James Island, SC | Nov 14, 1782
In the closing weeks of 1782, the British forces occupying Charleston were preparing to evacuate the city. In the meantime, foraging parties were sent beyond the city’s defenses to gather needed supplies, including firewood. Seeing an opportunity to harass these detachments, Colonel Tadeusz Kosciuszko, the Polish volunteer military engineer, and one of Major General Nathanael Greene’s most prominent officers, held command of a nearby American detachment of light calvary. American Captain William Wilmot of the 2nd Maryland Continental line reconnoitered James Island on October 23. He discovered that 50 to 100 British sailors arrived the same time every morning at Dill’s Bluff to cut firewood on the south side of James Island Creek. Spying the British routine, Kosciuszko moved onto James Island that night and laid in ambush until late the next morning. The woodcutters failed to appear because the British had learned of the attempted ambush. Altering their schedule, the British changed their escort from 20 men to a combined force of infantry and cavalry from the command of Major William Dancey at Fort Johnson. Three weeks later Kosciuszko decided to make a second attempt on the woodcutters, after his successful raid on James Island to capture horses.
Kosciuszko’s 70-man force consisted of Wilmot’s Marylanders and of Lieutenant John Markland’s 1st Pennsylvanian Continentals. Wilmot borrowed clothes from his friend, John Gibbes. “I have not my baggage at hand, you must loan me a shift of clothes. If I fall, which is not unlikely, it would be a satisfaction to me that the enemy should find me in clean linens.” On the morning of November 14, Kosciuszko’s men engaged the woodcutters’ escort detachment, only to find the British better prepared for the American attack than they had anticipated. British reinforcements were quickly brought to the action such that Kosciuszko now faced over 300 men and a canon, substantially outnumbered five to one. The brief, intensely hot fight wounded Markland and four others, and killed Wilmot and four more. Overwhelmed, Kosciuszko withdrew. One of those casualties was a slave, William Smith, who was wounded in the shoulder, taken prisoner by the British where he later died. Four musket balls pierced Kosciuszko’s coat and a musket ball shattered a spontoon in his hand, but he was unharmed. He narrowly escaped being cut down by a British dragoon, who was killed by William Fuller.

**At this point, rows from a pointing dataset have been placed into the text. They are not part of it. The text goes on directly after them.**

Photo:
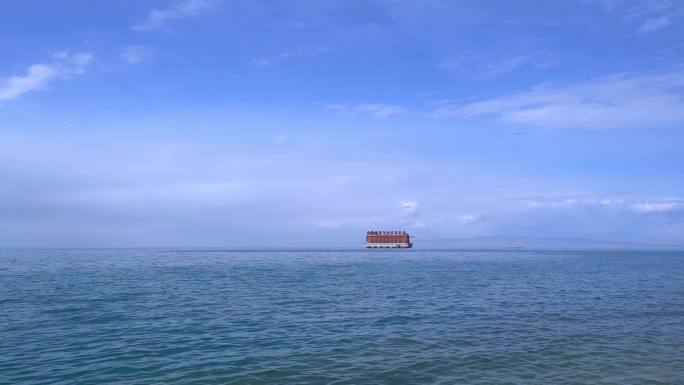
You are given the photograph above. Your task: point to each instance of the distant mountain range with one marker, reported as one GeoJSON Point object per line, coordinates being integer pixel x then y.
{"type": "Point", "coordinates": [503, 242]}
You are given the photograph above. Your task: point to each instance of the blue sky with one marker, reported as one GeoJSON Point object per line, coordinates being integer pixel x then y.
{"type": "Point", "coordinates": [305, 123]}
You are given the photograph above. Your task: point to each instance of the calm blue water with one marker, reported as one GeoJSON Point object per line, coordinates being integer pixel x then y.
{"type": "Point", "coordinates": [341, 317]}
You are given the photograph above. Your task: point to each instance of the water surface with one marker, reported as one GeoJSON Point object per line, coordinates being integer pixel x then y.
{"type": "Point", "coordinates": [341, 317]}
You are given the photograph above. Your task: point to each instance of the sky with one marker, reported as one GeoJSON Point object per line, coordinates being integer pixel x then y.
{"type": "Point", "coordinates": [307, 122]}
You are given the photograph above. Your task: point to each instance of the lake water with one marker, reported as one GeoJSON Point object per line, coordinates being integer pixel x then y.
{"type": "Point", "coordinates": [341, 317]}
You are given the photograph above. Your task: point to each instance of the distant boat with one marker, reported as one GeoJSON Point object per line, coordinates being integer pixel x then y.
{"type": "Point", "coordinates": [388, 240]}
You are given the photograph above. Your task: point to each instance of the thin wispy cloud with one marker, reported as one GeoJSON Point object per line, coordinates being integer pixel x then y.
{"type": "Point", "coordinates": [480, 65]}
{"type": "Point", "coordinates": [649, 16]}
{"type": "Point", "coordinates": [266, 61]}
{"type": "Point", "coordinates": [647, 206]}
{"type": "Point", "coordinates": [375, 110]}
{"type": "Point", "coordinates": [625, 100]}
{"type": "Point", "coordinates": [652, 25]}
{"type": "Point", "coordinates": [158, 18]}
{"type": "Point", "coordinates": [65, 64]}
{"type": "Point", "coordinates": [134, 54]}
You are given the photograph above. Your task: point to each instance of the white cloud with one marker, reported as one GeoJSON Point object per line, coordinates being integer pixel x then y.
{"type": "Point", "coordinates": [38, 76]}
{"type": "Point", "coordinates": [642, 206]}
{"type": "Point", "coordinates": [133, 54]}
{"type": "Point", "coordinates": [652, 15]}
{"type": "Point", "coordinates": [410, 209]}
{"type": "Point", "coordinates": [157, 18]}
{"type": "Point", "coordinates": [486, 66]}
{"type": "Point", "coordinates": [469, 219]}
{"type": "Point", "coordinates": [654, 24]}
{"type": "Point", "coordinates": [625, 100]}
{"type": "Point", "coordinates": [663, 206]}
{"type": "Point", "coordinates": [376, 110]}
{"type": "Point", "coordinates": [269, 60]}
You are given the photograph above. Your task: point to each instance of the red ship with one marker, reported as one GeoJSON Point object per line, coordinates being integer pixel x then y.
{"type": "Point", "coordinates": [388, 240]}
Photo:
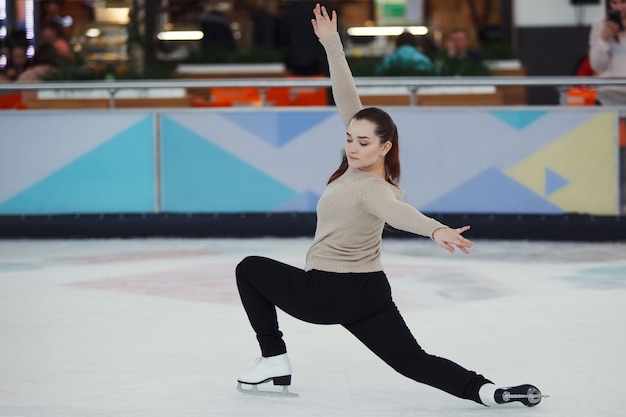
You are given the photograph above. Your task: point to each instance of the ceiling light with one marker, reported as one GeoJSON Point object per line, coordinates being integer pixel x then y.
{"type": "Point", "coordinates": [386, 30]}
{"type": "Point", "coordinates": [181, 35]}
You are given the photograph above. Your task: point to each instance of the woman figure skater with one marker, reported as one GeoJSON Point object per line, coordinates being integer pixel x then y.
{"type": "Point", "coordinates": [343, 281]}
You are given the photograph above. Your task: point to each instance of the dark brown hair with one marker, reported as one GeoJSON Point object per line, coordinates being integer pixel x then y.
{"type": "Point", "coordinates": [387, 131]}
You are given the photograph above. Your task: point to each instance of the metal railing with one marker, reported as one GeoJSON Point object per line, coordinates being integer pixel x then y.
{"type": "Point", "coordinates": [412, 84]}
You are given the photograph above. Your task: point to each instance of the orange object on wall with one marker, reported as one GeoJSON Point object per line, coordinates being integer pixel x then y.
{"type": "Point", "coordinates": [581, 96]}
{"type": "Point", "coordinates": [12, 101]}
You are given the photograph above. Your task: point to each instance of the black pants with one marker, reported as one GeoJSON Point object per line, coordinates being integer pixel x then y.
{"type": "Point", "coordinates": [360, 302]}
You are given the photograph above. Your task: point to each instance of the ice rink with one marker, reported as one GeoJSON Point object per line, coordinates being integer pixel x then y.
{"type": "Point", "coordinates": [155, 328]}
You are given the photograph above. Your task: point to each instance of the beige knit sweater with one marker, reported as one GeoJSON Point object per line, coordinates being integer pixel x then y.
{"type": "Point", "coordinates": [353, 210]}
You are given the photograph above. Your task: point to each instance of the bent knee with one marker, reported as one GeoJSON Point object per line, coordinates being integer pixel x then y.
{"type": "Point", "coordinates": [247, 265]}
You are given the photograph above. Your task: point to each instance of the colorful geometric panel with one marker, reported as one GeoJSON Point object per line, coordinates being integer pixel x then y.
{"type": "Point", "coordinates": [278, 128]}
{"type": "Point", "coordinates": [304, 202]}
{"type": "Point", "coordinates": [198, 176]}
{"type": "Point", "coordinates": [117, 176]}
{"type": "Point", "coordinates": [585, 159]}
{"type": "Point", "coordinates": [554, 182]}
{"type": "Point", "coordinates": [492, 192]}
{"type": "Point", "coordinates": [518, 119]}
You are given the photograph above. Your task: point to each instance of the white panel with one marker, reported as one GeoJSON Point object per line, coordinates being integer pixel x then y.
{"type": "Point", "coordinates": [40, 143]}
{"type": "Point", "coordinates": [554, 13]}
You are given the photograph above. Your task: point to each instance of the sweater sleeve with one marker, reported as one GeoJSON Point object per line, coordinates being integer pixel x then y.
{"type": "Point", "coordinates": [344, 90]}
{"type": "Point", "coordinates": [380, 200]}
{"type": "Point", "coordinates": [599, 50]}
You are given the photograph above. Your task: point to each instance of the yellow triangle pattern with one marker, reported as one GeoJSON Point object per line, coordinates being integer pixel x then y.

Kosciuszko deftly retreated along the creek and across James Island to reach Johns Island.
Captain Wilmot is recognized by many historians to be the last Continental soldier killed in the Carolinas during the American Revolution. Markland wrote in his memoirs that this was the last battle in the War of Independence. Depending on the definition of what is a battle this may or may not be true, but the Battle of Dills Bluff was the last combat action of the Continental Army in South Carolina. There would be further maneuvers at Goose Creek and at Charleston. On December 14, 1782, Major General Alexander Leslie’s British army left their forward works and evacuated Charleston while Brigadier General Anthony Wayne’s Continentals moved in. “This fourteenth day of December, 1782, ought never be forgotten by the Carolinians; it ought to be a day of festivity with them, as it was the real day of their deliverance and independence,” recorded General William Moultrie. Today, the site of the skirmish at Dills Bluff has been commemorated by a historical marker located off North Shore Drive on James Island. Though a small engagement by all means, it represents the last time American patriots of South Carolina bore arms against the British army in the fight for American independence.